A key contributor to numerous projects over the last two years, ParkerSteel has worked on everything from Amazon distribution centres to bridges over the M25. The company has even supplied material for a 17-metre whale sculpture – one of the company’s most extraordinary projects completed in 2020.
“In a time of national crisis, we helped out on a number of NHS Nightingale Hospitals, including one in London and one in Exeter,” Dylan reports. “Deemed an essential business, we were able to stay open throughout the first lockdown. Thanks to remote working, a lot of early lateral-flow testing, PPE, regular cleaning, and strict social distancing, we carried on providing our vital services.”
With these transformative projects and experiences behind it, ParkerSteel now aims to carefully manage risk in 2022 and continue to perform at a high level throughout a fairly volatile rebound period for the industry. “It all looks very positive so far, but we just need to ensure that some of our big infrastructure projects, like HS2, go ahead and get done,” Dylan remarks. “Of course, there are also supply chain disruptions, but many of these issues – semiconductors, shipping, labour – should come to an end in the first quarter of next year. We will hopefully be back to business as usual very soon, and that is an exciting thought.”

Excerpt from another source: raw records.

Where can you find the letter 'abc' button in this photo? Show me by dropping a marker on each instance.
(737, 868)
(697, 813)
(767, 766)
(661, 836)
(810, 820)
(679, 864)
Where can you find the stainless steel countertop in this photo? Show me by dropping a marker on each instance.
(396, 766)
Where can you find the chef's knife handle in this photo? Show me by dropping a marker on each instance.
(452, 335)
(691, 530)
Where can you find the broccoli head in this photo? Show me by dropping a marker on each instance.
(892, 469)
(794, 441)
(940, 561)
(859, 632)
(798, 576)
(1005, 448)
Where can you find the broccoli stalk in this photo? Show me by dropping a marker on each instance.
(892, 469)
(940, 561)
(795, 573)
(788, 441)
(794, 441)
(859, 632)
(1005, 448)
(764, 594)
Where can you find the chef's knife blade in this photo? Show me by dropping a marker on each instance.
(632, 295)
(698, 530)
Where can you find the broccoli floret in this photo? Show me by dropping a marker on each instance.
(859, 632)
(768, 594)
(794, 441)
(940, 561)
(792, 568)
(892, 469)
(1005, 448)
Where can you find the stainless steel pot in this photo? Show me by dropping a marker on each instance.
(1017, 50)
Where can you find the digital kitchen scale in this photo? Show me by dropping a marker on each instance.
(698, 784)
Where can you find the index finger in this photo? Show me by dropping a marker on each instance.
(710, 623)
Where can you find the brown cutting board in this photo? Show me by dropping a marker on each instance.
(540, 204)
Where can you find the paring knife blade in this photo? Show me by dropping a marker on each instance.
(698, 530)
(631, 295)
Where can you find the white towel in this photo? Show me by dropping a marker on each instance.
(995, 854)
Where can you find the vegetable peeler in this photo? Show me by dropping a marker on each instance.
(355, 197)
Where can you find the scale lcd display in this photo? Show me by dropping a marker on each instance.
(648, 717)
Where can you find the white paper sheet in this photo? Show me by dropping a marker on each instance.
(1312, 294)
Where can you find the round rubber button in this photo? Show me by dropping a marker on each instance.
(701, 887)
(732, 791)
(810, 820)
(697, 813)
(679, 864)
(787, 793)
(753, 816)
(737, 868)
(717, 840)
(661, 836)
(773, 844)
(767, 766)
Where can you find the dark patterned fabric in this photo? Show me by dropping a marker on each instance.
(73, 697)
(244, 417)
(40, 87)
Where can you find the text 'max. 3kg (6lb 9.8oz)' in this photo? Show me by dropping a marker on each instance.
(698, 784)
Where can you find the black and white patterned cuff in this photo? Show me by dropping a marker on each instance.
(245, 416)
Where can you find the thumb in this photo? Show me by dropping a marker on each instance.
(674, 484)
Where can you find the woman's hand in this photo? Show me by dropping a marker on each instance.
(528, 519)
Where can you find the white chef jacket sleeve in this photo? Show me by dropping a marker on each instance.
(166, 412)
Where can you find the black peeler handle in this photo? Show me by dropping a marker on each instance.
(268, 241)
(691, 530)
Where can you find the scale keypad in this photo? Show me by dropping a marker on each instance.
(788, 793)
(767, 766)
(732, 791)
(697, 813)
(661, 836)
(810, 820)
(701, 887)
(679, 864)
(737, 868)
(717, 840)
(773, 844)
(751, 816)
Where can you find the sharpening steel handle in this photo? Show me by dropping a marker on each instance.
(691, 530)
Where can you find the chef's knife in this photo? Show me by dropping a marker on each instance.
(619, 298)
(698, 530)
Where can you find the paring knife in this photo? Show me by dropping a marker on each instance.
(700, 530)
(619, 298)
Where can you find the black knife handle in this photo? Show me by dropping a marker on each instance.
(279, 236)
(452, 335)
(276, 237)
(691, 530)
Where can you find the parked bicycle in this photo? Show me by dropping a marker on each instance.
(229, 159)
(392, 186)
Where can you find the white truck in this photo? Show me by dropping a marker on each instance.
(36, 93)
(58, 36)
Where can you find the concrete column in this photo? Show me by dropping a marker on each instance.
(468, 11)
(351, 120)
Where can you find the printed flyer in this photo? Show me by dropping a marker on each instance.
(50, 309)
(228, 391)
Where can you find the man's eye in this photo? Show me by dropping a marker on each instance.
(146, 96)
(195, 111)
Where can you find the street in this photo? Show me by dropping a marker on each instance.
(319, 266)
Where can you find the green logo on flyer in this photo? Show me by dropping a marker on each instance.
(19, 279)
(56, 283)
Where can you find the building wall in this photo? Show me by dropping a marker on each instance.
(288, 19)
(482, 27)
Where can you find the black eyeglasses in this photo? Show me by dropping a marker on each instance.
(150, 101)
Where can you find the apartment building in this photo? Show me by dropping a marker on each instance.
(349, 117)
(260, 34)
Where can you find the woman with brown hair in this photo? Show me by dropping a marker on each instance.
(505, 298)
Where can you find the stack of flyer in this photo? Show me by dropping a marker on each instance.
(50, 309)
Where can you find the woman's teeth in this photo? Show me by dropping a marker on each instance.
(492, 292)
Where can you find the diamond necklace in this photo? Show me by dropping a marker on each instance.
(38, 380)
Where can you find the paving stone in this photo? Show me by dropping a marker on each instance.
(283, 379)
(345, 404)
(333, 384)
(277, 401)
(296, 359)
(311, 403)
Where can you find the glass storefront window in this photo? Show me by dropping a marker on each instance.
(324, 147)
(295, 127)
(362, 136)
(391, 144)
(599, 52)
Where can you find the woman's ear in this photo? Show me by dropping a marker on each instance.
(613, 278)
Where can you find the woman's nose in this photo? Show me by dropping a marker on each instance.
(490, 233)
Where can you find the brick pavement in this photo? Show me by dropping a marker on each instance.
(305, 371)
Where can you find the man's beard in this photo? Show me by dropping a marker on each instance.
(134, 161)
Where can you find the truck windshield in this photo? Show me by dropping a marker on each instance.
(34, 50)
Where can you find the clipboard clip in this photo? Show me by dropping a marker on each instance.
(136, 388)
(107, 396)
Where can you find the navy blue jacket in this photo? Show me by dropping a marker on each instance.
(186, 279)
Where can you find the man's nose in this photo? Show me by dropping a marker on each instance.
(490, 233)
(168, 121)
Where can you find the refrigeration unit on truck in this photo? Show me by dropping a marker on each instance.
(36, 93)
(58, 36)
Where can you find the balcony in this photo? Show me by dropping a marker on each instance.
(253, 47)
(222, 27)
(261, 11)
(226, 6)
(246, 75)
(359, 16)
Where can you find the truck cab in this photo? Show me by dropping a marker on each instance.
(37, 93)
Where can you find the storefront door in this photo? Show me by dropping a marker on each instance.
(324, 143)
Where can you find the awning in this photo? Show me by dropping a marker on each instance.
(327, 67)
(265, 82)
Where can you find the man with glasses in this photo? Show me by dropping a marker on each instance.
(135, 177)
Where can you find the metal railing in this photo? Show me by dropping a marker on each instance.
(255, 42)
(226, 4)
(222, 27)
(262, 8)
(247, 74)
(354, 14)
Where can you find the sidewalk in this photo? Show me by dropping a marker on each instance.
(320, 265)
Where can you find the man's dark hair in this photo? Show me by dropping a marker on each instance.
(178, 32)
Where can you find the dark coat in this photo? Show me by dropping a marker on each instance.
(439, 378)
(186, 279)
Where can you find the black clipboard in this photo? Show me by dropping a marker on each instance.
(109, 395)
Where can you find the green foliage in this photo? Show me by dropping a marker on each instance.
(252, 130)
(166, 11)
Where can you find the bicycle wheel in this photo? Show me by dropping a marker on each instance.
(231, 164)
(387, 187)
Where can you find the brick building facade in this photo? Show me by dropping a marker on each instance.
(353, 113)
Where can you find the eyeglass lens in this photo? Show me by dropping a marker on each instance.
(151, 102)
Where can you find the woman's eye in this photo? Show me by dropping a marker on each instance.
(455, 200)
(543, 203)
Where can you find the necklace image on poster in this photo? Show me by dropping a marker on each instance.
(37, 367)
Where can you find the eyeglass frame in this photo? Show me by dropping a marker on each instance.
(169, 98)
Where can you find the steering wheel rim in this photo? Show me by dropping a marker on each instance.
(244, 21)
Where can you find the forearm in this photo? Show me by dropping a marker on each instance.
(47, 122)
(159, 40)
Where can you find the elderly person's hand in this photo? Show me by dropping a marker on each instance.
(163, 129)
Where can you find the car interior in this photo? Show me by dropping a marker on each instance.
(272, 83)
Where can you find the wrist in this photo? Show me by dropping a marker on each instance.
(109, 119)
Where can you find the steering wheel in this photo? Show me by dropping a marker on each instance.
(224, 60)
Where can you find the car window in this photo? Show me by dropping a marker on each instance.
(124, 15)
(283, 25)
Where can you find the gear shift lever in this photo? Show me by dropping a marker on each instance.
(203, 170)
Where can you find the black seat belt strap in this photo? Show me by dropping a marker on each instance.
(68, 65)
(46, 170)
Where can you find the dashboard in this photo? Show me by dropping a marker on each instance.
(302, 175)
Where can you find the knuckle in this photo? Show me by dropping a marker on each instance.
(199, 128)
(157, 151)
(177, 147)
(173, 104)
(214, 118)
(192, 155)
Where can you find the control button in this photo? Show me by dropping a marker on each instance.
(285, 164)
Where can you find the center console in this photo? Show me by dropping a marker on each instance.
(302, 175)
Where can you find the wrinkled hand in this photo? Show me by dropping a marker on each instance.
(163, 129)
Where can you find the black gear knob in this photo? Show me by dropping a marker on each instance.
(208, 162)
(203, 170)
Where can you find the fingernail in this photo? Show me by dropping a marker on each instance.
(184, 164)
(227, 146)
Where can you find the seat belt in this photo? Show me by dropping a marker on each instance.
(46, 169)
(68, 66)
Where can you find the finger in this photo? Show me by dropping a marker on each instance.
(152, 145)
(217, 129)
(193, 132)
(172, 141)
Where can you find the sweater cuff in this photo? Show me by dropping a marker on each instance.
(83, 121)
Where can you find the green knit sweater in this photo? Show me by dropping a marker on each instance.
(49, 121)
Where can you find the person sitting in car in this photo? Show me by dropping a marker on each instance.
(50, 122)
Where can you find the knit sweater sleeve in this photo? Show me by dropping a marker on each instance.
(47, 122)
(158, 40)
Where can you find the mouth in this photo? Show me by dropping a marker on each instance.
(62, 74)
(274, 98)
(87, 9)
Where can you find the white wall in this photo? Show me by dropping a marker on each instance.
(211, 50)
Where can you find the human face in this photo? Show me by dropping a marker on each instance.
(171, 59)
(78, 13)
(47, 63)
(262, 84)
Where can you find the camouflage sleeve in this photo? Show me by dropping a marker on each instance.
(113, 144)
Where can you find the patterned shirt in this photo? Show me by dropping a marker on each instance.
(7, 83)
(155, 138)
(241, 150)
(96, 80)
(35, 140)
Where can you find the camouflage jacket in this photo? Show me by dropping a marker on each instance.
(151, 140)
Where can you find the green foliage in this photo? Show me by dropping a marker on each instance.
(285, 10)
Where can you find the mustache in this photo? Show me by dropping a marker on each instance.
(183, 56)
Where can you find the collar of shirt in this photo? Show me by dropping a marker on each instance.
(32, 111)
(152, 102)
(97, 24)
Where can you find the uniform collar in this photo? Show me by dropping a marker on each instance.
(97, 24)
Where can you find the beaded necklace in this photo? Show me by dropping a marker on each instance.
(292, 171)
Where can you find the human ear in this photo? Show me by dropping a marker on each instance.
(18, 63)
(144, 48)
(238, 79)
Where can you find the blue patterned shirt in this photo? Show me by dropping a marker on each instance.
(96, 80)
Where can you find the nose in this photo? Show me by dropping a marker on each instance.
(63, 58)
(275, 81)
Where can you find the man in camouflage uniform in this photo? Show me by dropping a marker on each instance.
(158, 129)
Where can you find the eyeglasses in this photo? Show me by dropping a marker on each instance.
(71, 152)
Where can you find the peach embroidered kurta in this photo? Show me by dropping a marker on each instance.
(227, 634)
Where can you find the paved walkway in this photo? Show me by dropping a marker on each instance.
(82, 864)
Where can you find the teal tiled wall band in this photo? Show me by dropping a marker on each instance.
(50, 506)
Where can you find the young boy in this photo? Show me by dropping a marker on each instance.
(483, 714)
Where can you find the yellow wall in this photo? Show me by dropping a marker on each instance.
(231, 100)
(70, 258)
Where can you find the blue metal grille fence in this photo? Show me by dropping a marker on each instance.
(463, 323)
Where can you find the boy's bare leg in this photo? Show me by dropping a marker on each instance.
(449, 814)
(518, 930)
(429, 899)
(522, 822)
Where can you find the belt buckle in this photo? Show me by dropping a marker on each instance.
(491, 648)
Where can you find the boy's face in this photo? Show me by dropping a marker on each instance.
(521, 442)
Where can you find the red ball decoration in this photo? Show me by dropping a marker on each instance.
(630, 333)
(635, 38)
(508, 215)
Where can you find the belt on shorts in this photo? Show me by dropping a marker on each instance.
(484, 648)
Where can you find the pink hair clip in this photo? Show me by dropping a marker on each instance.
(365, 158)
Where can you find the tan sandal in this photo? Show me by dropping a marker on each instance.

Harbouring a long-term vision for growth, ParkerSteel has its eyes on sustainability moving forward. Determined to be much more than ‘just another business’, the company remains rooted in its communities, adding value for clients in everything it does. “We strive to be a well-respected business that provides a good service to the industry and that treats its people fairly,” Dylan asserts. “That’s the goal for ParkerSteel.”